During the Civil War that tower was blown up and destroyed beyond repair. A temporary wooden tower was built at a height of 48-feet and the lantern room contained a fourth-order lens.
In 1873 a new brick tower was constructed and stands 132-feet tall. It was fitted with a new second-order Fresnel lens. However, due to erosion of the island, this new tower was built further northwest of the temporary tower. Since then the new tower has withstood hurricanes and been threatened by continuing erosion. Some keepers of this lighthouse and their families lost their lives during hurricanes, and other keepers lost their lives traveling to shore while the sea was rough. Multiple keeper dwellings have been built over the years and destroyed by erosion and weather.
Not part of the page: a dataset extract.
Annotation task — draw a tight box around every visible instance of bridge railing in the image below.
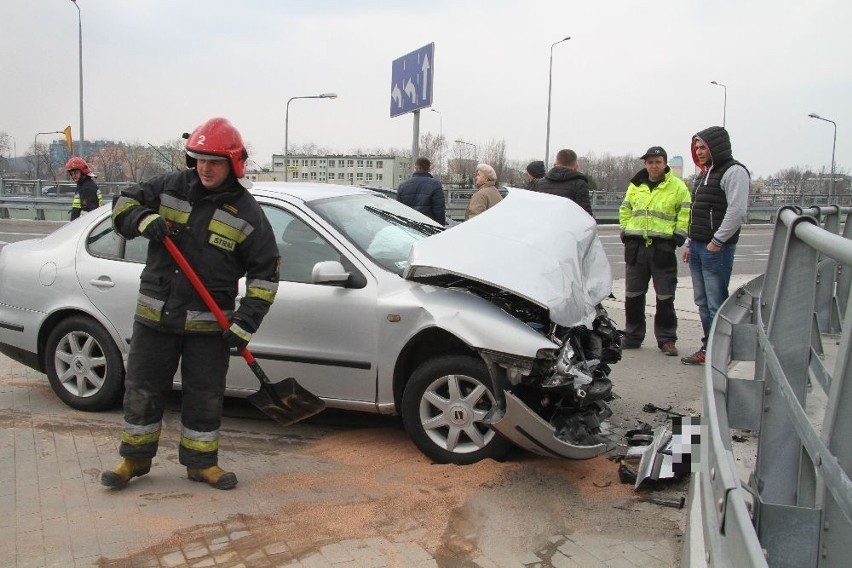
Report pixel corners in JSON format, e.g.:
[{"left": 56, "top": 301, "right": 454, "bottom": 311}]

The Coast Guard took over responsibility and control of this lighthouse in 1939. The lighthouse was automated in 1948 and the need for keepers was discontinued. The light was darkened in 1971and the second-order Fresnel lens removed and placed on display at the Fort Morgan Museum.
I visited this lighthouse in the year 2000. The land you see in the above picture is all that remains of the island. It was approximately 400 acres when the original lighthouse was built. Through time and massive erosion, the ocean waters have consumed almost all of the island, but the lighthouse stood at the time of my visit.
20 March 2014
Some of the most intense weather to ever effect the light was the infamous "Labor Day hurricane" in 1935. It raked the Florida Keys and took a toll of nearly 400 lives. There was a twenty-foot storm surge and accompanying 200 MPH winds. One of the most violent tropical storms to strike the U.S. The barometric pressure dropped to 26.35 inches -- the lowest reading ever noted in the western hemisphere at the time. The lighthouse survived the blow, essentially because its skeletal construction offered only the barest resistance to the madcap seas. The wind took out every station window except one. The Coast Guard automated the light in 1963.
At the time of my visit here in 2001, this light was active. I saw this lighthouse from US Highway 1 on my way to Key West, FL but didn't get to photograph it. The above picture and some of the data was taken from a lighthouse magazine to document part of this lighthouse's history, and to preserve the memory of another Florida lighthouse that I've seen.
Over the years, this rugged tower has also survived the mightiy blows Mother Nature has thrown at it, suffering only minimal damage. Periodic scraping and painting of the metal has kept the entire framework in remarkable shape. Coast Guard keepers left the station for good in 1963. The modern twelve-volt optic, which replaced the original Fresnel lens, routinely furnishes a flashing white light that guides mariners past the surrounding reefs. The glass-prismed Fresnel lens was removed in 1982 and is displayed at the Key West Lighthouse Museum.
At the time of my visit her in 2001, this light was active. I also saw this lighthouse from U.S. Highway 1 on my way to Key West, FL, but didn't get to photograph it. The above picture and some of the data was taken from a lighthouse magazine to document part of this lighthouse's history, and to preserve the memory of another Florida lighthouse that I've seen.